One way to counter “should" statements is to question where they came from. Most of the time you'll find that “should” statements come from other people’s expectations for you, not your own (i.e. family, society, work, etc.)
#7: Mind-reading
Mind-reading is when we assume we know how others think or feel about us without sufficient evidence.
For example, when your boss doesn’t assign you a project, you think “my boss thinks i’m incompetent.”
One way to counter mind-reading is to “check the facts” — look for evidence to suggest your concern. If you can’t find any, remind yourself that you are not sure what the other person could be thinking or needing until they tell you.
#8: Mental Filtering
This occurs when we only see or remember the negative experiences and ignore positive ones.
For example, when your partner does something you dislike and you think “they ALWAYS do this, why do they NEVER listen when I tell them not to do this?”

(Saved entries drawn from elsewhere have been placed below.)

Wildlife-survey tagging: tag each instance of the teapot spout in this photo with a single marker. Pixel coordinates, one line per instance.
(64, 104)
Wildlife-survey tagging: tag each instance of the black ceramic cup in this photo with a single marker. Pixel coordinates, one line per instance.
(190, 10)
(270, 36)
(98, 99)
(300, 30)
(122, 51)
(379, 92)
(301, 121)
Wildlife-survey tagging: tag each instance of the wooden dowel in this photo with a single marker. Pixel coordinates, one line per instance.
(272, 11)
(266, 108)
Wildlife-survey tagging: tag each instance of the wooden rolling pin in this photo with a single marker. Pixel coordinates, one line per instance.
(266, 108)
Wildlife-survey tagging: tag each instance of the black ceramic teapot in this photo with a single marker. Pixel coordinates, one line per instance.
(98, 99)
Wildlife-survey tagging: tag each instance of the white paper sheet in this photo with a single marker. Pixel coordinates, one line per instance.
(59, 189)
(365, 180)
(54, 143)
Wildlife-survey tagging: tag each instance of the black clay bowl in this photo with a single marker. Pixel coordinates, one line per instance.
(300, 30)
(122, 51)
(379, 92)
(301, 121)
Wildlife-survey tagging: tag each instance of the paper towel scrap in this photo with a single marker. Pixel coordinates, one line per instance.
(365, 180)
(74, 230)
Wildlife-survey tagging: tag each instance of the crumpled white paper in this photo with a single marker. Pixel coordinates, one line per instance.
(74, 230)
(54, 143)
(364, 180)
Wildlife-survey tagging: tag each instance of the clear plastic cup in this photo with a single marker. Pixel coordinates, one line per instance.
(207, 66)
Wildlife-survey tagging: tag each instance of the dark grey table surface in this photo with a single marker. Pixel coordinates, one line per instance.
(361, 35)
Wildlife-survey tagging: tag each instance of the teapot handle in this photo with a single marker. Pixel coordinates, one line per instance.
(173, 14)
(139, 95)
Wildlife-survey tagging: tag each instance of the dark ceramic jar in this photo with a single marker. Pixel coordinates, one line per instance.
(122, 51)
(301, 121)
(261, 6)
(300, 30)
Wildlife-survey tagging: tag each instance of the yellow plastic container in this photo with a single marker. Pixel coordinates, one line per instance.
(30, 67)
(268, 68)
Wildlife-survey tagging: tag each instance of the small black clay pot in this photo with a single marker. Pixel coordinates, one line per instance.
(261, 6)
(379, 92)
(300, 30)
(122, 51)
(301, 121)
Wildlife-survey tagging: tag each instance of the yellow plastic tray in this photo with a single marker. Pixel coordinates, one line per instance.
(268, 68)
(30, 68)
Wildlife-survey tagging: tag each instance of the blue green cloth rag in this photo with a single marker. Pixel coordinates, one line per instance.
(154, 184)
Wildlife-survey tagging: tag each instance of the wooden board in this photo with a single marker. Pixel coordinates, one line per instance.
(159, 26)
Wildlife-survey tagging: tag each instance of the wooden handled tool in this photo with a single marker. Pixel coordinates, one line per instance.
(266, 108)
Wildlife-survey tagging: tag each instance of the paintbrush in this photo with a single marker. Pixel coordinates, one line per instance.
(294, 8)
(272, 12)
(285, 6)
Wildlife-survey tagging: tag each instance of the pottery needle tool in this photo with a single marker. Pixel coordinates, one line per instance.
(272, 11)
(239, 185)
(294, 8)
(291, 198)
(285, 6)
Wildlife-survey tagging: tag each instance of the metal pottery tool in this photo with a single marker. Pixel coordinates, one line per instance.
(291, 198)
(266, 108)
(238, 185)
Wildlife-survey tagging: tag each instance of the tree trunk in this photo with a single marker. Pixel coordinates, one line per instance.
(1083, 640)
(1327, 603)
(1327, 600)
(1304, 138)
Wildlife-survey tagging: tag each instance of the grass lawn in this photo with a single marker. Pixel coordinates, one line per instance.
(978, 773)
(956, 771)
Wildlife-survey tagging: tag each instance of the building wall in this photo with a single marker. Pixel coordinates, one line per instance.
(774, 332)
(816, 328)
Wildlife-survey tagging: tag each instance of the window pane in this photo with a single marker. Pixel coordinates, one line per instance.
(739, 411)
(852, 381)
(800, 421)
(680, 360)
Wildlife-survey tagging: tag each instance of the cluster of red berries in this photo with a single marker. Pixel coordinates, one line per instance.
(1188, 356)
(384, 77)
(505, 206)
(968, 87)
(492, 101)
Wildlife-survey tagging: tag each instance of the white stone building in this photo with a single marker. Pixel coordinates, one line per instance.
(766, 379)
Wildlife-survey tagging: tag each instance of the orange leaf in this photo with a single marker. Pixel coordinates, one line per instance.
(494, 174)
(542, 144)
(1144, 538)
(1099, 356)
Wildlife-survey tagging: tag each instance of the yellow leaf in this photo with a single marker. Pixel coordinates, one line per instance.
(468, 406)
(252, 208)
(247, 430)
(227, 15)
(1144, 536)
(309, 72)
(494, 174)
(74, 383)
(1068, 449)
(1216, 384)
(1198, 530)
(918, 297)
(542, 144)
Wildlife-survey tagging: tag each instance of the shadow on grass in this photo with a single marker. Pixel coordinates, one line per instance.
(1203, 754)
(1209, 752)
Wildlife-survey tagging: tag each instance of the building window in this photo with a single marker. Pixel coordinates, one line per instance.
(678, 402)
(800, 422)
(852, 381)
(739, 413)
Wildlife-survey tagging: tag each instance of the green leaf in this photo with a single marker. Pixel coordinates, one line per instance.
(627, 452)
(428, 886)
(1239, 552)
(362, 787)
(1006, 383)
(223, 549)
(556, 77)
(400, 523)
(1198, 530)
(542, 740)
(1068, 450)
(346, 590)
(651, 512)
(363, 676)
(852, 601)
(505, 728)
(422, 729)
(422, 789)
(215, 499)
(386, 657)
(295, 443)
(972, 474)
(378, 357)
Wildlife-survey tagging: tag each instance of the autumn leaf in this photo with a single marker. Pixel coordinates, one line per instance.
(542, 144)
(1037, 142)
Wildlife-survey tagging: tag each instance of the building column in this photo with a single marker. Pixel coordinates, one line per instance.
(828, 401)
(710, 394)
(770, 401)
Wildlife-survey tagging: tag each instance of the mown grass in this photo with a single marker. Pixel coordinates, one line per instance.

One way to counter mental filtering is to pause and come up with 2-3 positive things about the same situation or person.
#9: Minimizing
Our final distortion! Minimizing is when we downplay the significance of events or make unrealistically “permissive” statements to ourselves.
For example, you are feeling unfocused while working and think “I’ll just scroll on instagram for a little bit…”
One way to counter minimizing is to give yourself a reality check. For social media, you can look at how much screentime you’ve had in the past.
Final Thoughts
This week, we're talking about getting to know our thoughts through the lens of cognitive distortions. Did any of them stand out to you?
Cognitive distortions can stem from childhood or our core beliefs about the world, and we ALL have them.
Remember, cognitive distortions are interpretations we have of the world that don’t accurately reflect reality. The more we become aware of them, the less power they have over us!
Hope to see you around some of the sessions this week!
— Darya, focused space host
P.S. Our programs and resources are for informational purposes only. This website is not for emergency or crisis help. Our programs are not intended to provide mental health diagnosis, counseling, or treatment. You should always seek the advice of your physician or other qualified healthcare provider.